À travers ses propres initiatives et sa participation aux démarches nationales, notamment avec le CRTI-B, l’OAI souhaite donc vivement promouvoir le BIM, l’IA et les technologies innovantes comme des outils destinés à amplifier le savoir-faire des concepteurs et à bâtir des villes plus intelligentes et plus durables ».


Thierry Hirtz

Président du CRTI-B et architecte chef de division de la gestion du patrimoine à l’Administration des bâtiments publics

« Sur de nombreux projets, des divergences entre études et exécution apparaissent toujours, nourries notamment par des informations incomplètes ou mal synchronisées. Les versions se croisent, les décisions se décalent, et les interfaces entre lots deviennent des points de fragilité du processus qui génèrent reprises et réclamations. En fin de chantier, des livrables hétérogènes compliquent l’exploitation et la gestion des bâtiments : un manque de consolidation des données du DAO prolonge les aléas au-delà de la réception. Ces situations entraînent retards, surcoûts et qualité inégale, surtout sur des projets complexes.
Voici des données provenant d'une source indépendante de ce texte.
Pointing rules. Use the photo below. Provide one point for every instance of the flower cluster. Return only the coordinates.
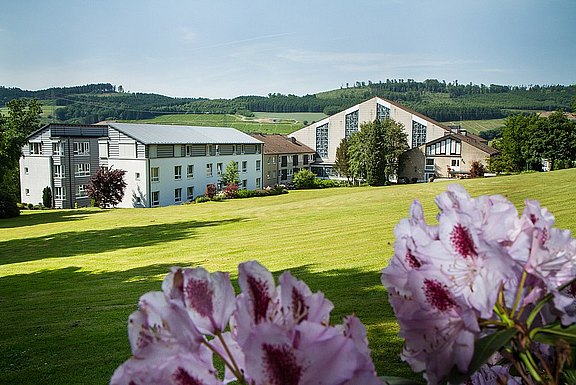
(266, 335)
(482, 272)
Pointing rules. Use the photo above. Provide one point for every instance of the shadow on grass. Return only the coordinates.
(46, 216)
(71, 243)
(70, 326)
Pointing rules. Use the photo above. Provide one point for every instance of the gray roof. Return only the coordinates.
(172, 134)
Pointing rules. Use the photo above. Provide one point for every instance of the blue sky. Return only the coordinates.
(228, 48)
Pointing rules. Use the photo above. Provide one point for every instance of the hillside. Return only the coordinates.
(439, 100)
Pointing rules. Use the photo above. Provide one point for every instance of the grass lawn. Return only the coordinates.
(70, 278)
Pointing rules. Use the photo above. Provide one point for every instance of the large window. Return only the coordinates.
(351, 123)
(155, 198)
(81, 148)
(35, 148)
(58, 171)
(382, 112)
(155, 174)
(322, 140)
(82, 191)
(418, 134)
(82, 169)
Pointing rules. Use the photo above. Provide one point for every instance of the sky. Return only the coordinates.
(228, 48)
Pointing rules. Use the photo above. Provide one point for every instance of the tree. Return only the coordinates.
(22, 119)
(231, 175)
(47, 197)
(106, 187)
(342, 162)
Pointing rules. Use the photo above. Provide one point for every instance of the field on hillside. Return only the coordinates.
(70, 278)
(284, 126)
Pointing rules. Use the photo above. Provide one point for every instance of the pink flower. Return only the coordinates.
(208, 298)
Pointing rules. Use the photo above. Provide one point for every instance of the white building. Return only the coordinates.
(164, 164)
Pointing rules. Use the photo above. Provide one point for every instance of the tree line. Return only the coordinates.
(528, 141)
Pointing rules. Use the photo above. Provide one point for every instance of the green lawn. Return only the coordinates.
(70, 278)
(226, 120)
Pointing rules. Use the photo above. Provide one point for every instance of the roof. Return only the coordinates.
(173, 134)
(280, 144)
(470, 140)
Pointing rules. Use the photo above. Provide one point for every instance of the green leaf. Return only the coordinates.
(484, 348)
(399, 380)
(549, 334)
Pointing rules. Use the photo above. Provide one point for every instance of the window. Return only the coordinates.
(81, 148)
(82, 191)
(418, 134)
(59, 193)
(155, 174)
(322, 140)
(57, 149)
(351, 123)
(58, 171)
(82, 169)
(155, 198)
(35, 148)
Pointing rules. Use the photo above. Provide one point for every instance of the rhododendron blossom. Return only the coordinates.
(277, 334)
(481, 269)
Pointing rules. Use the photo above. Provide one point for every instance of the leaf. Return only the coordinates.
(549, 334)
(484, 348)
(398, 380)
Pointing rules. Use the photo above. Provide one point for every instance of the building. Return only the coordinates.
(423, 133)
(283, 157)
(164, 164)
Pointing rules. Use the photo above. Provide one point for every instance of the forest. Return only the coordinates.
(439, 100)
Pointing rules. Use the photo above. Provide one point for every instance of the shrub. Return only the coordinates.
(211, 190)
(8, 205)
(477, 169)
(304, 179)
(231, 191)
(47, 197)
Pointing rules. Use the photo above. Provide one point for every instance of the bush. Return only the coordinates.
(304, 179)
(8, 205)
(230, 191)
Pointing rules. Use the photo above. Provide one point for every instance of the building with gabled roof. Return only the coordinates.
(283, 157)
(164, 164)
(423, 135)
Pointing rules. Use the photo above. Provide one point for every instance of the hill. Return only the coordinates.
(439, 100)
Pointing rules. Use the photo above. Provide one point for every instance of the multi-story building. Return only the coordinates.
(424, 135)
(283, 157)
(164, 164)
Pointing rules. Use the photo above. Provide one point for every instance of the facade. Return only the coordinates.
(164, 164)
(283, 157)
(427, 139)
(325, 135)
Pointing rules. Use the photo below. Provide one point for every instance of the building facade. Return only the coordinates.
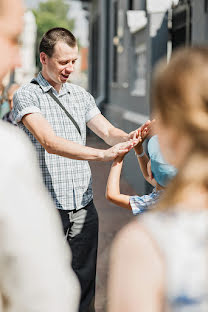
(127, 38)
La digitalisation, en utilisant les modes de communication adaptés aux nouveaux supports de l’information, permet de rendre les processus plus transparents, de synchroniser les décisions, d’améliorer durablement la performance des projets publics et d’optimiser la gestion du patrimoine bâti. L’Administration des bâtiments publics est pleinement consciente de cette dynamique : soutenir l’adoption du numérique dans le secteur de la construction au Luxembourg est essentiel pour garantir la qualité et la pérennité des constructions tout en augmentant l’efficience des processus indispensable à la compétitivité du pays ».


Tom Wirion

Directeur de la Chambre des Métiers

« Le BIM et l’intelligence artificielle suscitent beaucoup d’espoirs dans le monde de la construction durable. Ils promettent une meilleure planification, moins de gaspillage et des bâtiments plus performants. Mais au-delà de la technologie, le véritable enjeu est ailleurs : il est humain et organisationnel.

Ces outils peuvent transformer la manière de concevoir et de gérer les chantiers, à condition qu’ils soient accessibles à tous, y compris aux PME artisanales. Car c’est bien sur le terrain, au contact des réalités du chantier, que se joue la réussite de la transition numérique et durable du secteur. Pour que le BIM et l’IA tiennent leurs promesses, il faut accompagner les entreprises, simplifier les interfaces, former les équipes et favoriser la coopération entre acteurs.

L’innovation ne doit pas creuser les écarts, mais au contraire renforcer la cohésion du tissu artisanal et de construction. La technologie n’a de sens que si elle soutient les savoir-faire humains. C’est cette alliance entre expertise, pragmatisme et innovation qui fera la force d’une construction vraiment durable — et d’un artisanat capable de relever les défis des villes résilientes de demain ».